SVQ 8 septembre 2012. Êtes-vous très à risque d’avoir un mélanome?


Il est évidemment impossible de prédire avec certitude qui développera un mélanome. Certains facteurs de risque sont cependant connus et aident à savoir quel groupe est plus à surveiller. Les facteurs de risque assez uniformément acceptés:

  • Teint pâle, cheveux roux et yeux verts. Risque un peu moindre: blonds aux yeux bleus.
  • Plus de 100 grains de beauté sur le corps, plus de 5 sur les fesses et 2 aux yeux.
  • Trois mélanomes dans la famille.
  • Nombreux coups de soleil avant l’âge de 20 ans.
  • Certains traitements immunosuppresseurs ou états d’immunodépression.
  • Exposition solaire et/ou visite au salon de bronzage.

Plus récemment des marqueurs génétiques ont été mis en évidence.

  • En effet, les techniques génomiques modernes ont permis l’identification des personnes plus à risque de mélanome  à partir d’une simple prise de sang.
  • De plus il serait possible de déterminer, parmi les patients porteurs de mélanomes, qui est plus à risque de métastase à partir d’analyses effectuées sur le mélanome lui-même.
  • Finalement, de nouveaux médicaments sont en développement se basant sur l’analyse des métastases.

Selon les analyses des codes génétiques, il existerait de rares familles porteuses de gènes à haut risque et qui sont très pénétrants (s’expriment très souvent). À l’autre extrémité du spectre, il y aurait dans la population en général des gènes plus fréquents mais moins agressifs. Quand le gène est moins agressif, il y a évidemment moins de risque de développer un mélanome.
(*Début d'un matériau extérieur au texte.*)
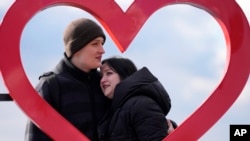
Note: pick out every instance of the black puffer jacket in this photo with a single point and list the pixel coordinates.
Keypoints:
(81, 100)
(138, 112)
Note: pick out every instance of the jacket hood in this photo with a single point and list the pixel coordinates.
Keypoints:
(142, 82)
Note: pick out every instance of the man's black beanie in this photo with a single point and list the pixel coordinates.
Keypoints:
(79, 33)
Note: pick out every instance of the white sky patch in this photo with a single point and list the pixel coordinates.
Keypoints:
(185, 50)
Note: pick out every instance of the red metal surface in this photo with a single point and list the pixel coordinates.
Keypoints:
(123, 28)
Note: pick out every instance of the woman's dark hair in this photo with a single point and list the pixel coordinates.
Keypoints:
(123, 66)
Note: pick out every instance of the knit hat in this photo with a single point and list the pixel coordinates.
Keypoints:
(79, 33)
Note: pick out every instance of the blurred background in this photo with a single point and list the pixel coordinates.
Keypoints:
(182, 45)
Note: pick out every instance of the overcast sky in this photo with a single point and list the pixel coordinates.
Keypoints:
(182, 45)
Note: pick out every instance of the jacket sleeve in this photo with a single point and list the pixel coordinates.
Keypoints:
(33, 133)
(148, 120)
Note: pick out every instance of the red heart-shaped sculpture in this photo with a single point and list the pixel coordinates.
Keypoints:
(233, 23)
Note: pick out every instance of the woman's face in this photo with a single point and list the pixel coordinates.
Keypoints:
(108, 81)
(89, 57)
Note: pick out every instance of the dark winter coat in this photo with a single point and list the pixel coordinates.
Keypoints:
(139, 107)
(80, 100)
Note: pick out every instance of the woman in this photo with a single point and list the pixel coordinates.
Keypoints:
(139, 103)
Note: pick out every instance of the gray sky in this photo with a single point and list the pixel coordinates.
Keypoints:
(182, 45)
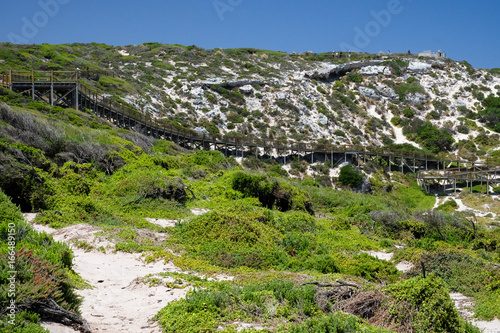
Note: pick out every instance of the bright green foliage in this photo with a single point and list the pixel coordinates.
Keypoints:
(481, 281)
(448, 206)
(434, 139)
(272, 193)
(335, 322)
(490, 115)
(349, 176)
(204, 310)
(408, 113)
(404, 89)
(42, 267)
(354, 77)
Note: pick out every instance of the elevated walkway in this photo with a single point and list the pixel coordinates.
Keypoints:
(68, 89)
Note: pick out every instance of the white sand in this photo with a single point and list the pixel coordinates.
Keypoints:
(119, 301)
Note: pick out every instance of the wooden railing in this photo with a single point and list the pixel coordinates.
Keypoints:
(33, 77)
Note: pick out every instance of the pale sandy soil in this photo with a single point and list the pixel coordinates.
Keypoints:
(464, 304)
(119, 301)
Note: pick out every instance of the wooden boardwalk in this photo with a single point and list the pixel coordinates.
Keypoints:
(69, 89)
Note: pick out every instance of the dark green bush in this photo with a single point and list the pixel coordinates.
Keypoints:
(426, 303)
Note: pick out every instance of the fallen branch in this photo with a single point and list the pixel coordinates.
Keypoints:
(49, 309)
(347, 284)
(339, 284)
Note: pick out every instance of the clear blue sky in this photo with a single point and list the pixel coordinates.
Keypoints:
(465, 30)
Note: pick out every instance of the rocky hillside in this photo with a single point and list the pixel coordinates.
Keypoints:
(368, 99)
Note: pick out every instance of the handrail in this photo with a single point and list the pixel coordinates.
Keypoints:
(72, 77)
(275, 144)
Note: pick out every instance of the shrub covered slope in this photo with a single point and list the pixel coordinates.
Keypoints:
(296, 245)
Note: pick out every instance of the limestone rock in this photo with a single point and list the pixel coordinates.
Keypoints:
(375, 70)
(369, 92)
(387, 92)
(246, 89)
(417, 66)
(416, 98)
(322, 119)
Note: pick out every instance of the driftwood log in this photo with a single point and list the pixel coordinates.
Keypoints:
(49, 309)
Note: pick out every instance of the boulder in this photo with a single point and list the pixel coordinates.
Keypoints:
(322, 119)
(201, 130)
(366, 186)
(246, 89)
(375, 70)
(417, 66)
(387, 92)
(369, 92)
(197, 92)
(280, 95)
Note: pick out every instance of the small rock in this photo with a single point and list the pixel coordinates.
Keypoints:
(369, 92)
(417, 66)
(416, 98)
(247, 90)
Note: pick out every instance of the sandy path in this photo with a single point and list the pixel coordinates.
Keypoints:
(119, 302)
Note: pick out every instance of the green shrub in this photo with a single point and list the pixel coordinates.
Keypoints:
(354, 77)
(426, 302)
(408, 113)
(396, 120)
(272, 193)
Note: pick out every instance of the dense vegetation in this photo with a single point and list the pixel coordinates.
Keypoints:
(295, 241)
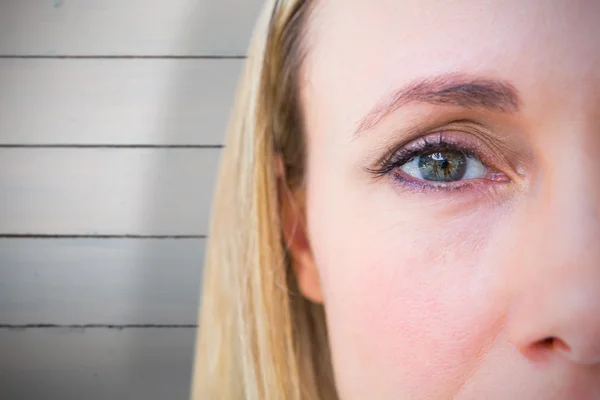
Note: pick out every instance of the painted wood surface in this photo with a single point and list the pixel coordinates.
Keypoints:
(96, 364)
(115, 101)
(133, 27)
(99, 281)
(106, 191)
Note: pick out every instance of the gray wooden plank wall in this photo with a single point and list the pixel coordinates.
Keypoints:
(112, 116)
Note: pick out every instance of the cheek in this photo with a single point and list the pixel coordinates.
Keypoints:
(410, 306)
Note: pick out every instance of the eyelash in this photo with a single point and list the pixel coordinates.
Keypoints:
(396, 158)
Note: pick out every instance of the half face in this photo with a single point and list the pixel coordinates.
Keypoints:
(453, 196)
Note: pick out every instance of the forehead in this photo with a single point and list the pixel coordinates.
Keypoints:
(361, 49)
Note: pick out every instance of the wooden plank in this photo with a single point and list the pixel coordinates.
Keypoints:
(96, 364)
(100, 281)
(133, 27)
(99, 101)
(106, 191)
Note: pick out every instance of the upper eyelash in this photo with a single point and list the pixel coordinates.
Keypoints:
(396, 158)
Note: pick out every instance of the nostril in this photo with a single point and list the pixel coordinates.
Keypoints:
(552, 343)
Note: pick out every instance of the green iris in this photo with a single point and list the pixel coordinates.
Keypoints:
(442, 166)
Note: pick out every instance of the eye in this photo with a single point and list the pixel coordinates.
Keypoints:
(444, 166)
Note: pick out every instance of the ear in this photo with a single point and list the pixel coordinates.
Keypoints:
(296, 238)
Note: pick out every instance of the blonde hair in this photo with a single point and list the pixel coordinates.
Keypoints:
(258, 337)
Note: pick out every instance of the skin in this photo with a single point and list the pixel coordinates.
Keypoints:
(491, 291)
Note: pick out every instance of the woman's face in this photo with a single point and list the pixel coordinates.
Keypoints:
(453, 196)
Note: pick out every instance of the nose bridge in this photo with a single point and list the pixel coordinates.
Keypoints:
(557, 277)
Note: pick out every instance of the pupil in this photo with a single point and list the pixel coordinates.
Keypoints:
(446, 166)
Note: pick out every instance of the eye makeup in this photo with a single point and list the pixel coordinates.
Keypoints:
(446, 160)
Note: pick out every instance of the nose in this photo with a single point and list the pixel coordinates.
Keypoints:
(555, 274)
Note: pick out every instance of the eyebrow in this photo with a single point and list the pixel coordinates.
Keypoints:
(451, 89)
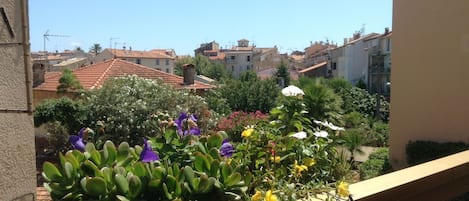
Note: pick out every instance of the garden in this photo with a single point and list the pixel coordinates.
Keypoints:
(138, 139)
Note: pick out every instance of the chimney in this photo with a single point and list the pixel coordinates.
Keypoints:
(38, 74)
(188, 72)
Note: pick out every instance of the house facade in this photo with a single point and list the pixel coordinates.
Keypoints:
(430, 43)
(94, 76)
(239, 58)
(350, 61)
(379, 68)
(163, 60)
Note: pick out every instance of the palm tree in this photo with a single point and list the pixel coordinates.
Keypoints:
(96, 48)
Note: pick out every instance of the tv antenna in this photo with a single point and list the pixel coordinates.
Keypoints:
(46, 38)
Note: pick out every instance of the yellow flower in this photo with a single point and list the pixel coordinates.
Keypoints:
(309, 161)
(247, 133)
(276, 160)
(342, 189)
(257, 196)
(299, 168)
(269, 196)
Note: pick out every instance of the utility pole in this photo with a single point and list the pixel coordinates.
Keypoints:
(46, 38)
(110, 41)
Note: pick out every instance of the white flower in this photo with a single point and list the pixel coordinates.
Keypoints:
(292, 91)
(299, 135)
(329, 125)
(323, 134)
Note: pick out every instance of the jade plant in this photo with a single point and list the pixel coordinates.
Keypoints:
(138, 173)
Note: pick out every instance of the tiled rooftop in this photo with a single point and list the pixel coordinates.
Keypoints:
(95, 75)
(153, 54)
(319, 65)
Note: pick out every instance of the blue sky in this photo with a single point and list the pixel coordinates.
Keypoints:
(184, 24)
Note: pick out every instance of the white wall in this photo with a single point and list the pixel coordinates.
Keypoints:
(17, 153)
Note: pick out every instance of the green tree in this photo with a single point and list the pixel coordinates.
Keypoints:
(68, 82)
(127, 107)
(321, 101)
(249, 94)
(282, 75)
(96, 48)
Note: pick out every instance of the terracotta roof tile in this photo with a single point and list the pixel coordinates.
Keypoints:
(95, 75)
(42, 194)
(153, 54)
(319, 65)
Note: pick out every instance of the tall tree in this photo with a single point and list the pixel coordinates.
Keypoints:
(283, 75)
(96, 48)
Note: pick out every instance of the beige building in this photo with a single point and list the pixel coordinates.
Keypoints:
(244, 57)
(163, 60)
(430, 77)
(17, 154)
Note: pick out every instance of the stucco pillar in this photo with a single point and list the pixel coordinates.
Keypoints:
(17, 153)
(430, 74)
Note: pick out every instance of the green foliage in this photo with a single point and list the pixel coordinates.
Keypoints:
(379, 134)
(126, 105)
(71, 114)
(68, 82)
(217, 102)
(321, 102)
(57, 136)
(283, 75)
(353, 139)
(376, 165)
(115, 173)
(237, 121)
(361, 84)
(249, 96)
(424, 151)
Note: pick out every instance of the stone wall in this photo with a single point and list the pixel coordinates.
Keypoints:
(17, 157)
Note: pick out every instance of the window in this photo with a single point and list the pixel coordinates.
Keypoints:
(388, 44)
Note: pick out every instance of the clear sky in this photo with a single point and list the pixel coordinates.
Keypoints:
(183, 25)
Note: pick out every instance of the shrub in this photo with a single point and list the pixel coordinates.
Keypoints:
(424, 151)
(237, 121)
(249, 95)
(321, 101)
(70, 113)
(126, 105)
(377, 164)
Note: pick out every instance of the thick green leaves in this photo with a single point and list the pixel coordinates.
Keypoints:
(96, 186)
(51, 172)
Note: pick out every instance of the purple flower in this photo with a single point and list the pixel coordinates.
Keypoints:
(193, 131)
(77, 140)
(186, 125)
(147, 154)
(226, 149)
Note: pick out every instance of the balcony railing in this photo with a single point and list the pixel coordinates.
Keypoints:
(440, 180)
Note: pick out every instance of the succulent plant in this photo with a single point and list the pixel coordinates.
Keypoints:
(117, 174)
Malgré que certains de ces tests génétiques soient disponibles en recherche mais aussi dans certaines cliniques spécialisées, un résultat positif chez un patient à haut-risque ne change pas le suivi clinique. L’éducation quant à l’éviction solaire et un examen cutané régulier demeure la recommandation actuelle.

Notre commentaire : La disponibilité de marqueurs génétiques pour le mélanome est d’un intérêt majeur pour savoir qui répondra aux traitements. Pour les patients faisant partie de familles à haut risque, le fait de savoir qu’ils n’ont pas le gène serait évidemment rassurant. Pour l’individu qui apprend qu’il est porteur du gène, est-ce que cette connaissance n’est pas un stress de plus à porter? Le parallèle pourrait être fait avec les patientes faisant partie de familles où l’on retrouve plusieurs cancers du sein. Est-ce qu’il y a un avantage de savoir que l’on est porteur d’un gène qui nous classe à haut risque? C’est un pensez-y bien…

Référence : De Mozzi P et al. Updates from the British association of Dermatologists 91st Annual Meeting. British Journal of Dermatology 2012 167, pp 232-239.